Весила эта штуковина больше, чем Шах ожидала. Она поднесла камень к свету.
— Прижимаешь ко лбу подозреваемой, — продолжал Тянучка. — Если кристалл вспыхивает — значит, она одержима. Тогда нужно ее ликвидировать как можно оперативнее. Если не вспыхивает — все в порядке. Заряд одноразовый, так что не проверяйте. Внутри фаланга святого, а у нас их не так уж и много в запасе.
— Подтвержденных достаточно, — возразил Леденец. — В смысле, вообще-то костяшек прорва, но подлинных не так уж много. Медленно мы клепаем новых святых, нельзя старыми разбрасываться.
Шах нахмурилась.
— А почему я раньше об этом не слышала? Нам бы в поле очень пригодилось.
— Самый передовой прибор, как я уже сказал. — Вот только, сообразила она, это говорил не Леденец. — Экспериментальная технология. Пока — только приближение к серийной модели. У нас тут важное дело, капрал. Мы со своей стороны готовы ко всему. Исполняйте свой долг.
Шах выругалась бы, если бы считала, что это может что-то изменить. Мужчины ждали, им не пришло в головы хотя бы изобразить нетерпение. Видимо, привыкли ждать.
Шах покинула пост.
— Начинаем раньше, — сообщила она своему адъютанту, а потом и бойцам, все еще проверяющим экипировку. — Штурмовая группа заходит по пять человек. Готовьтесь, ребята.
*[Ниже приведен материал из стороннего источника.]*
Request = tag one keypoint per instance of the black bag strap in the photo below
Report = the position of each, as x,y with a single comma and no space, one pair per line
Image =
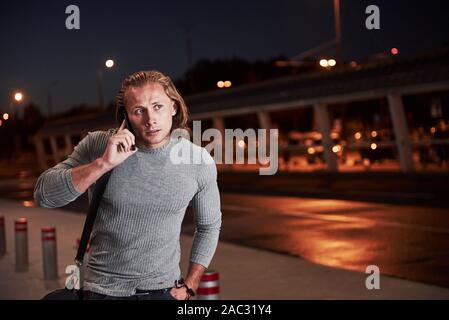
100,186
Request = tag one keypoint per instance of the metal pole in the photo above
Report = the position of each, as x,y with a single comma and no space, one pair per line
209,287
49,253
2,236
21,233
322,118
338,32
100,88
401,132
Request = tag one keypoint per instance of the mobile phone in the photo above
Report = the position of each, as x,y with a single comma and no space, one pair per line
127,123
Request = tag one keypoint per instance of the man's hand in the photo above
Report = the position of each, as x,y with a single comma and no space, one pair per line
179,293
192,280
120,146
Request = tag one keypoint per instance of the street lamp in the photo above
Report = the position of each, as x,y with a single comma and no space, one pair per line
328,63
109,63
18,96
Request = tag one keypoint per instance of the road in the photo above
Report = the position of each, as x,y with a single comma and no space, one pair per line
404,241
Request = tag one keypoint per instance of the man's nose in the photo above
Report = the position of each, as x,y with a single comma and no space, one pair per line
150,118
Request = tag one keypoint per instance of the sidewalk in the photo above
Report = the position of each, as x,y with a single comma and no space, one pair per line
245,273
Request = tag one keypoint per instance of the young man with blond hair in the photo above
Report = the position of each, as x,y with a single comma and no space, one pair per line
135,242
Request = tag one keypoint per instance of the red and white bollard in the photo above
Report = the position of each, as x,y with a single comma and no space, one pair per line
49,253
21,232
209,288
85,259
2,236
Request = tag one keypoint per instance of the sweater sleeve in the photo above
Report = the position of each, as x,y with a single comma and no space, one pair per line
54,187
207,213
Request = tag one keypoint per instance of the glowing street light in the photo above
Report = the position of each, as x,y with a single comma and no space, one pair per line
336,148
18,96
324,63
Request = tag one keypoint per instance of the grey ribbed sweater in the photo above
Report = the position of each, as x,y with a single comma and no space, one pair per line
135,242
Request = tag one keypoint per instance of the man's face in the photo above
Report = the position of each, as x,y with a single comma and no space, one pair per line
150,112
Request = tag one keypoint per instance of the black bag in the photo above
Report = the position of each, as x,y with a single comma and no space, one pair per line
74,294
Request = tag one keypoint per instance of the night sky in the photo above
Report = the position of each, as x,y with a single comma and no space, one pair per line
37,49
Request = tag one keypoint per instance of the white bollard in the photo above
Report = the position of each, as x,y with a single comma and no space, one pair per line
209,288
49,253
85,259
2,236
21,232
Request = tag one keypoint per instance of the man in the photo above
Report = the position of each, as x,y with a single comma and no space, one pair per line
134,247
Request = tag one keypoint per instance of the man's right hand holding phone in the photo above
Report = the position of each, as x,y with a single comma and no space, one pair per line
120,146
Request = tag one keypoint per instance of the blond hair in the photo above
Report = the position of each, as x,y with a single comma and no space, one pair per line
141,78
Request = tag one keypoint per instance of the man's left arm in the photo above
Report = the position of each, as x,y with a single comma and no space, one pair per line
207,218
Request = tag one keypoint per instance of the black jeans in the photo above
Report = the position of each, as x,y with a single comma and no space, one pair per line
163,294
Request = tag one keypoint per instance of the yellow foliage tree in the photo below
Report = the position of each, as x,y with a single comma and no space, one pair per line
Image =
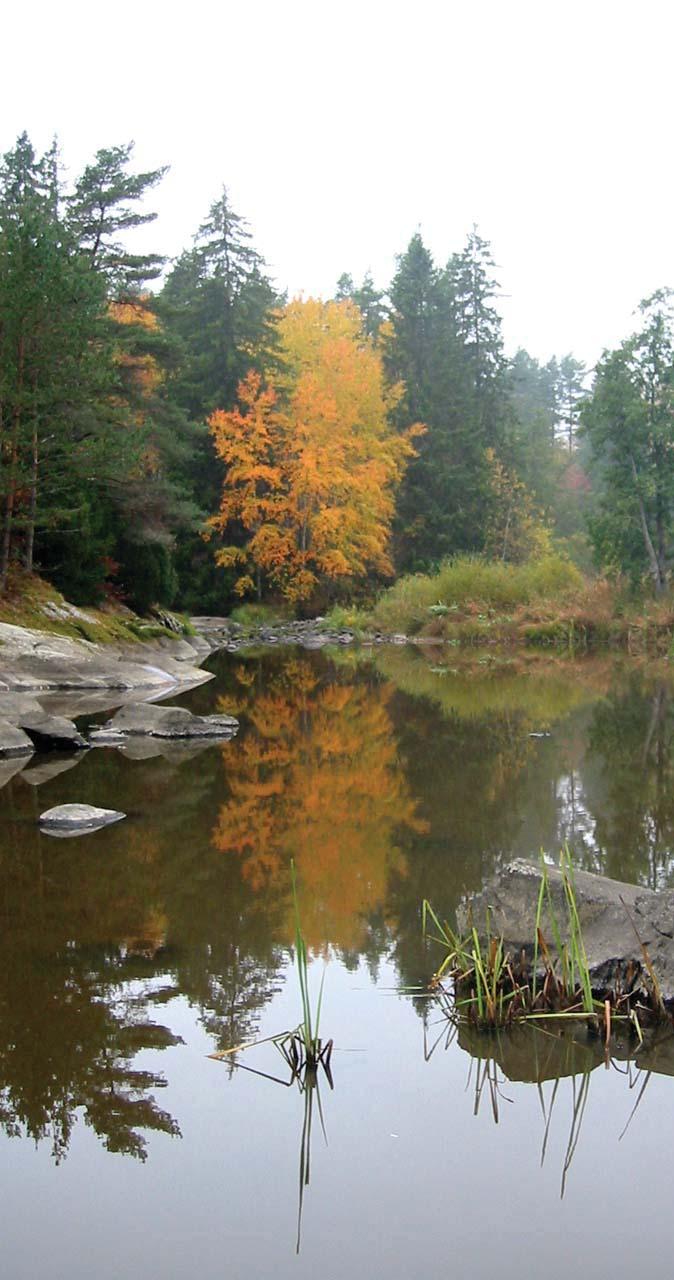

Даже когда у Шах все шло по графику, в последние минуты все равно начиналась суматоха — тем более сейчас, когда всем пришлось ускориться. Немудрено, что в мелькании бойцов и клацаньи оружия она пропустила краткий диалог Леденца и Тянучки, которых оставили одних на командном пункте.
— Фаланга святого. Ну надо же.
— Мне показалось, это звучит внушительнее, чем батарейка и светодиод.
— Удивительно, какие штуки можно сделать по дешевке в наше время.
— 3D-принтеры — замечательные устройства.
— Нужно взять этот фокус на вооружение.
— А то. У него большое будущее.
***
Сориентируемся.
Огромный немигающий глаз с миллиардом зрачков — смотреть в него больно — пронзает душу и скальпелем хирурга врезается в тело, пока ты не почувствуешь себя нагой и досконально изученной, пока не сломаешься, не заплачешь, не выдашь, громко крича, все свои позорные тайны, потому что проще самой рассказать о них во всеуслышание, чем ждать, когда глаз вытянет их из тебя, — можно еще назвать его солнцем, или кожей, подернутой закатной рябью, бесцветной и упругой, и имя этой коже — небо. Да уж, так смешно — обхохочешься, анекдот в тошнотворно-дурном вкусе, потому что все это совсем не хочется называть небом и солнцем, а хочется сыпать проклятиями, орать, хочется плюнуть в этот глаз, запустить пальцы в его голубую склеру и рвать, и рвать, пока не вытечет вся жидкость; и вот, размышляя таким образом, натягивая привычные понятия «небо» и «солнце» на этот ужас, ты почему-то стоишь перед ним на коленях, впуская его в себя и подчиняясь — впрочем, есть ли у тебя выбор?